Entrando nello specifico, va notato che in teoria sia il nuovo stadio dell’Inter sia quello del Milan, così come nel progetto iniziale del nuovo San Siro nella stessa area dell’attuale, sarebbero in project financing e si pagherebbero di fatto da soli con gli introiti che lo stadio garantirebbe nel corso degli anni. La cosa se da una parte limiterebbe la possibilità di spendere questi incassi sul mercato, dall’altra non pone grandi ostacoli economici affinché una società parta e si costruisca il proprio stadio, magari fuori città evitando i passaggi burocratici che sinora hanno stoppato qualsiasi iniziativa.

Nonostante questo però e malgrado i proclami sui nuovi stadi separati da entrambe le parti si continua a strizzare l’occhio all’ipotesi San Siro stando molto attenti al piano di fattibilità che sta stilando la società di costruzioni WeBuild presenterà. La verità probabilmente è che il costo di un nuovo impianto (più o meno un miliardo) preoccupa non poco le due proprietà.

Quella dell’Inter in primo luogo perché tra non molto, ovverosia il prossimo 20 maggio, scade il prestito con Oaktree e l’assetto proprietario potrebbe non essere più lo stesso con la conseguenza che l’intero universo nerazzurro potrebbe cambiare direzione o strategia nell’arco di qualche anno (della questione se ne è ampiamento parlato nell’editoriale di settimana scorsa).

Ma anche quella del Milan sembra essere più aperta di quanto non fosse prima. Se a Bloomberg il numero uno di RedBird Gerald “Gerry” Cardinale ha spiegato di volere un nuovo stadio «sullo stile americano, con 70.000 posti a sedere. Porteremo la musica a Milano e un campus di intrattenimento per Milano, davvero legato alla squadra». Pochi giorni prima aveva anche spiegato a Fortune: «Se lo stadio non si farà, rimarremo a San Siro». Parole che gli sono valse l’apprezzamento per pragmatismo del sindaco Sala. E per quanto concerne l’ammontare monstre della spesa per l’investimento va notato anche che nell’intervista a Calcio e Finanza lo stesso businessman newyorchese aveva prima aperto a una possibilità di uno stadio congiunto con l’Inter a San Donato e poi aveva spiegato la possibilità di trovare dei soci di minoranza nei Paesi del Golfo.

Invece il presidente Paolo Scaroni dal canto suo non aveva mai precluso la porta all’ipotesi San Siro. E tanto meno sembra non chiudere ora visto che il nuovo progetto sarà targato WeBuild, il cui General Manager è l’ex componente del cda milanista Massimo Ferrari.

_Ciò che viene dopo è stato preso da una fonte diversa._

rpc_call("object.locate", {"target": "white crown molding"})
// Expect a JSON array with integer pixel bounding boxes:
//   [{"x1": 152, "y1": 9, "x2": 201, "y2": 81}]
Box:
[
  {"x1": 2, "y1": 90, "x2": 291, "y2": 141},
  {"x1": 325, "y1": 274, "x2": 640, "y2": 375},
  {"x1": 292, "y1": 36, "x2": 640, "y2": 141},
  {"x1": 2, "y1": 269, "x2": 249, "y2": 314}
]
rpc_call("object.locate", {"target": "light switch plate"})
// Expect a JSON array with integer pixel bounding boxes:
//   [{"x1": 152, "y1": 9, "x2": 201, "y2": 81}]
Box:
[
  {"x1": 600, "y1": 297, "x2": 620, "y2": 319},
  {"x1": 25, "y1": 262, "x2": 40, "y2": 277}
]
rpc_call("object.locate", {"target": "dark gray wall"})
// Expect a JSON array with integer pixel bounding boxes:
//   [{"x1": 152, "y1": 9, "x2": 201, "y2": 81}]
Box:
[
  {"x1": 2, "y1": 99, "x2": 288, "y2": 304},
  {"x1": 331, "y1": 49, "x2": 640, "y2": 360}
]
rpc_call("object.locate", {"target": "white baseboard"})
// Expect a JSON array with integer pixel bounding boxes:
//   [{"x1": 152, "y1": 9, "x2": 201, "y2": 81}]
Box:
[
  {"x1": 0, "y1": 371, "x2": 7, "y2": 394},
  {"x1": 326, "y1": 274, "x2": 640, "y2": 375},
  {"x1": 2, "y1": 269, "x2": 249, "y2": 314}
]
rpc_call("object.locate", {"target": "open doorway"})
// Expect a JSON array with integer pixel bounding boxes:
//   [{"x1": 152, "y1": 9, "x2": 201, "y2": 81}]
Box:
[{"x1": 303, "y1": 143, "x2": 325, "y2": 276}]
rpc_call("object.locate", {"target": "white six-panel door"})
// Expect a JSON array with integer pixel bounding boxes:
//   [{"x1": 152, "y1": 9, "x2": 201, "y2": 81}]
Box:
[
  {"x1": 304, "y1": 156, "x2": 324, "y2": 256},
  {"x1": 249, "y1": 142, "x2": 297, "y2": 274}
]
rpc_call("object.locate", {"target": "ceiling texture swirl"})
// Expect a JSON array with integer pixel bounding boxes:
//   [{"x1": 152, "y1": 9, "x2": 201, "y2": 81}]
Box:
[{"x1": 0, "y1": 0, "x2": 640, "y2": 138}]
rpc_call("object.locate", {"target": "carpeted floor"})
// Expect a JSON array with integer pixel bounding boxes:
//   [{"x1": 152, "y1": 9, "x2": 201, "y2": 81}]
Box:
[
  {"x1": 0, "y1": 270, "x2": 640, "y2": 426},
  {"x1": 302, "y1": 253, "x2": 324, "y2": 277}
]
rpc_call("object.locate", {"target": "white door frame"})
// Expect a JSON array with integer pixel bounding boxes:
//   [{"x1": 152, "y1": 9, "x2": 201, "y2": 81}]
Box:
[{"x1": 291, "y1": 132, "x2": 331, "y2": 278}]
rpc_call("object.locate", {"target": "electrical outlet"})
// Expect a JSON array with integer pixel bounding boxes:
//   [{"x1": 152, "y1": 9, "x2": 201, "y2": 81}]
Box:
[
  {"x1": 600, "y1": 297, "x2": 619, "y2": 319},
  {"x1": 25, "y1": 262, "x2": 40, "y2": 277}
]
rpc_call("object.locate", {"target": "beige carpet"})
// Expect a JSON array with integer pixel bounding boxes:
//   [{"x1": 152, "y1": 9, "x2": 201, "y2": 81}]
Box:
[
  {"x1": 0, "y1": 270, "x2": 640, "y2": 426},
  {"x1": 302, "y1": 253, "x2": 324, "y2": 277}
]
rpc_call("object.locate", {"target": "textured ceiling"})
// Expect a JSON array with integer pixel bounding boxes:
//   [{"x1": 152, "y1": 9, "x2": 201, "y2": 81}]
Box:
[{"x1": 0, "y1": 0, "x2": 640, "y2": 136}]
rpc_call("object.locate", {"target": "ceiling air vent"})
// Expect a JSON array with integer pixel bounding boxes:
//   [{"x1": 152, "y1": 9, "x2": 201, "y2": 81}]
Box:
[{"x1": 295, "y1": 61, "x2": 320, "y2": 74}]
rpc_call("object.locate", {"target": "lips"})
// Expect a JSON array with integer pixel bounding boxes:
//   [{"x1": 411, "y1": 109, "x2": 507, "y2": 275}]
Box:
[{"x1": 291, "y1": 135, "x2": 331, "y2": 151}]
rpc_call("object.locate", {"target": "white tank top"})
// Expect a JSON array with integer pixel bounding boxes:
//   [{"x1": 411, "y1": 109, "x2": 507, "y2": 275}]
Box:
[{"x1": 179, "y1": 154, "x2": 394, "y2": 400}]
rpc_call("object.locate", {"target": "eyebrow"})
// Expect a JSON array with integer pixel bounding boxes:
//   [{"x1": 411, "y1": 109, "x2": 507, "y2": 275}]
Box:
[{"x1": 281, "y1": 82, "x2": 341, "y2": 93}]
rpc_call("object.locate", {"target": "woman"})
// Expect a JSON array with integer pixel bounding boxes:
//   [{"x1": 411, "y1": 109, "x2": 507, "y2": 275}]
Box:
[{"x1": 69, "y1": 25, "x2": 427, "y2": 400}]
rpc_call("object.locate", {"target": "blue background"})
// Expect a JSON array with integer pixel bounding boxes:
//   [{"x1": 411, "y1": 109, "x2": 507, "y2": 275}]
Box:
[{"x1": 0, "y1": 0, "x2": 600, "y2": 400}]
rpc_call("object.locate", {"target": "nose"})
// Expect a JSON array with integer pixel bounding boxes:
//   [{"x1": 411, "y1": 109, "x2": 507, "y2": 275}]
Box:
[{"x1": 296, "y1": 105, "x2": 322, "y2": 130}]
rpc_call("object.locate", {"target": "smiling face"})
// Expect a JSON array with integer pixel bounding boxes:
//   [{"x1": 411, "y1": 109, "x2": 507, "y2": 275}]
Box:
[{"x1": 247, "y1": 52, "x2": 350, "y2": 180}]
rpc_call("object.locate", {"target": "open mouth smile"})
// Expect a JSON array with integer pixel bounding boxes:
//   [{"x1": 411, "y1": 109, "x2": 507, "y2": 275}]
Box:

Va notato per altro che l’ipotesi San Siro non è necessariamente in contrasto con la strategia di Cardinale. L’uomo d’affari statunitense ha spiegato più volte di avere un progetto di medio-lungo periodo sul Milan. Ciò detto, è evidente che un fondo, per sua natura, prima o poi dovrà uscire dall’investimento. In questo quadro è ovvio che se al momento dell’uscita il club rossonero avrà uno stadio di proprietà la società varrà molto di più di quanto possa essere prezzata ora. Nello stesso tempo però bisognerà vedere di quanti soldi e quanto tempo (e quindi capitale immobilizzato) questa nuova operazione avrà necessità. E non è detto che nell’analisi tra costi e benefici la soluzione low cost del nuovo San Siro targato WeBuild potrebbe essere la più conveniente per entrambe le società.

Anche perché in linea puramente teorica la permanenza a San Siro non esclude, nel caso giungessero nuovi soldi nei due club o nuovi proprietari, di portare avanti su una o sull’altra sponda nel medio-lungo termine il progetto nuovo stadio in solitario.